The ASX 200, meanwhile, was up 0.34% for the day.
Interest in the stock is driven by the company's large, prospective land holding, its one million ounce resource (albeit at just 0.5g/t), and the fact the known mineralisation at the flagship Apollo Hill project in Western Australia hosts an unrivalled gold alteration system.
Saturn managing director Ian Bamborough, a former senior geologist for Newmont Mining (US:NEM), told MiningNews.net he'd initially been sceptical about the viability of the low-grade Apollo Hill resource to support a company, but that it wasn't long after he started interrogating the data that he realised the project had never been given its due.
Since Fimiston Mining made the original discovery in 1986, it has changed hands almost a dozen times.
"It was not until you start looking at those owners and what they were doing that a pattern emerges," the geologist said.

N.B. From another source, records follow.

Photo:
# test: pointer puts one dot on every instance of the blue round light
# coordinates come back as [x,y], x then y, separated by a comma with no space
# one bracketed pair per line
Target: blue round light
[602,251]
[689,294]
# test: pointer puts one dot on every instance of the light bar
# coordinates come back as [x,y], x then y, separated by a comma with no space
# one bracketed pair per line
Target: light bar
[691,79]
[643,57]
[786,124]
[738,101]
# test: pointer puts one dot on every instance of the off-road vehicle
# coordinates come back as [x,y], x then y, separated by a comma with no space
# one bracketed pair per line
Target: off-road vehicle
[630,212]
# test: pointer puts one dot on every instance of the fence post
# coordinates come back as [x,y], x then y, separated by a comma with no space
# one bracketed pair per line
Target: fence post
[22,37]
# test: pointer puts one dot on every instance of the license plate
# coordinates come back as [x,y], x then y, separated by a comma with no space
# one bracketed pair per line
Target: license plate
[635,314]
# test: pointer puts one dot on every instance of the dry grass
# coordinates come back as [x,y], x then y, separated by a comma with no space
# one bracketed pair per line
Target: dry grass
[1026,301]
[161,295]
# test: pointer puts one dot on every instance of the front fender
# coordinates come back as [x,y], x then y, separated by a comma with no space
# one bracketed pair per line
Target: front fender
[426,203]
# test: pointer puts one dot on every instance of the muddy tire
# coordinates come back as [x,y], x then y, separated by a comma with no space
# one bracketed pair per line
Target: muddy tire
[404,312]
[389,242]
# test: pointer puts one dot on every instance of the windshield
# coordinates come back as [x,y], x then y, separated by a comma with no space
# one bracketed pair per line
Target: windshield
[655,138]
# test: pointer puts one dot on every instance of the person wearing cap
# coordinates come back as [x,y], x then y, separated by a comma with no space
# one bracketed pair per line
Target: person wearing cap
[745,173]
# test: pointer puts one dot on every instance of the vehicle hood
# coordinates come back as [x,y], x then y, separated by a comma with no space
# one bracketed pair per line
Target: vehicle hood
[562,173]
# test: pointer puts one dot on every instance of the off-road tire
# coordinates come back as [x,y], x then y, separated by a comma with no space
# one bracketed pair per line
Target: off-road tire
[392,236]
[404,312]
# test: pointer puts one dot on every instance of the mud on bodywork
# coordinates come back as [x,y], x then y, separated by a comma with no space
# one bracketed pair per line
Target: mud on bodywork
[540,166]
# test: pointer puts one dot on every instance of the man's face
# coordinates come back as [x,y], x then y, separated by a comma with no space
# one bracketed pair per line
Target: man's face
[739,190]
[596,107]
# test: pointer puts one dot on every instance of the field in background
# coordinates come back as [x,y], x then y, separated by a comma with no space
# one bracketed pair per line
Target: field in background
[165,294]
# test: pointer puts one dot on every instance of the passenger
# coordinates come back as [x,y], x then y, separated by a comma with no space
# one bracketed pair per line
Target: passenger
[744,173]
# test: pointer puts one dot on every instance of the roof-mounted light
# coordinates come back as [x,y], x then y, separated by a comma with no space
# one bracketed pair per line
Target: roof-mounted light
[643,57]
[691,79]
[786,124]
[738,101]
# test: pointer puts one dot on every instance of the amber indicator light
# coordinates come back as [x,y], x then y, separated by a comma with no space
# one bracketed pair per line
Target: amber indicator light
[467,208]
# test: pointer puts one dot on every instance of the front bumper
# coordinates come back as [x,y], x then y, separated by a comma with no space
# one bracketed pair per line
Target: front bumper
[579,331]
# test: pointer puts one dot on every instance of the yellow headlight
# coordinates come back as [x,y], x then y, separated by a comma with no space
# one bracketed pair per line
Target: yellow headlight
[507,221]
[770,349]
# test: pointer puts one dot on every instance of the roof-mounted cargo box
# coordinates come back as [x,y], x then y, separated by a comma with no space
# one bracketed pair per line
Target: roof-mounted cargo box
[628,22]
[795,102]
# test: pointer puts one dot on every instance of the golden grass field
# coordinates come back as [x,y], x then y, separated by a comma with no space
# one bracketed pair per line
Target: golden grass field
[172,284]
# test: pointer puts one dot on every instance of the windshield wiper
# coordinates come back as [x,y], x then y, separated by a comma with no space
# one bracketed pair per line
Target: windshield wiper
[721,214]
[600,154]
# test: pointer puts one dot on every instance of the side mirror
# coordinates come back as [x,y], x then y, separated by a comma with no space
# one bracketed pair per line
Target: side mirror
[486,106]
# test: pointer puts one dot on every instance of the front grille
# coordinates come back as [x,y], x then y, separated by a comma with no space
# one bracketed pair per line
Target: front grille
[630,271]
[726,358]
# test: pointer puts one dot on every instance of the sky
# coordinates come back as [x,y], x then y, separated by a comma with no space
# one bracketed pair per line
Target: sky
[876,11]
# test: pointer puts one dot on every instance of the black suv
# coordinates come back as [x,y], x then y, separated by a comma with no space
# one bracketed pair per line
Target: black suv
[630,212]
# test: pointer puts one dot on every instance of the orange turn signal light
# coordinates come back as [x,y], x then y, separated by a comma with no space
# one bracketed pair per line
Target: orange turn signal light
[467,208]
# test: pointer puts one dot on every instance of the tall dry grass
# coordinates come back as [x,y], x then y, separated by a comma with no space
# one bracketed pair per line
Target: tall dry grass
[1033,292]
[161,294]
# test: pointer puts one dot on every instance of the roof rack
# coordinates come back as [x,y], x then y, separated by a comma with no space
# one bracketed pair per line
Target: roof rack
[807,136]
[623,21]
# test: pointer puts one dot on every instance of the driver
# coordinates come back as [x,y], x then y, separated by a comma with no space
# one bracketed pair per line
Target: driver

Battle Mountain Mining picked it up just before it made the big Vera-Nancy gold discovery in Queensland. Homestake Gold had it when the gold price cratered to US$250 per ounce. Apex Minerals secured it shortly before it went bust. Hampton Hill Mining was lured away from gold by the spiking iron ore price.
Peel picked it up but promptly had its company-making discovery at Mallee Bull in New South Wales, Australia, and never really advanced the project.
At each stage, Bamborough said enough good work was done to keep Apollo Hill interesting, but not enough to stop it from being eclipsed.
Bamborough describes Apollo Hill and the adjacent Ra zone as a "proper, big, robust gold system" that only really becomes obvious once all the data is put together.
Further, Saturn's tenement package sits within an anomalous area of the greenstone belt, along the prolific Keith-Kilkenny tectonic zone that is curiously lacking in the multi-million ounce deposits that surround it.
That could be due to the fact the most promising areas are beneath Lake Raeside, and the ability to explore beneath lake beds is still fairly new and that ownership of the area has been fractured.
But, the paradigm Bamborough wants to test - and hopefully smash - is the perception the area is one for low-grade gold.
Having looked at all the data, where there are drillholes with gold all through the system at Apollo Hill, he believes the deposit could be the halo of a robust high-grade system that has not been recognised for what it is: a potential 2 million ounce gold system, although how much would be recoverable is another mystery.
"What I see, this 0.5-1g/t resource is the alteration halo. Most deposits have haloes of other minerals, but what I think it we have an alteration halo of gold, and I am looking for the architecture within it that can offer the real surprise," he said.
A mix of extensional and infill drilling should start by April, and will attempt to explain the high-grade hits at Apollo Hill and target what are potentially flat-lying structures.
Saturn is about 50% owned by Peel, with Hampton Hill owning around 2%.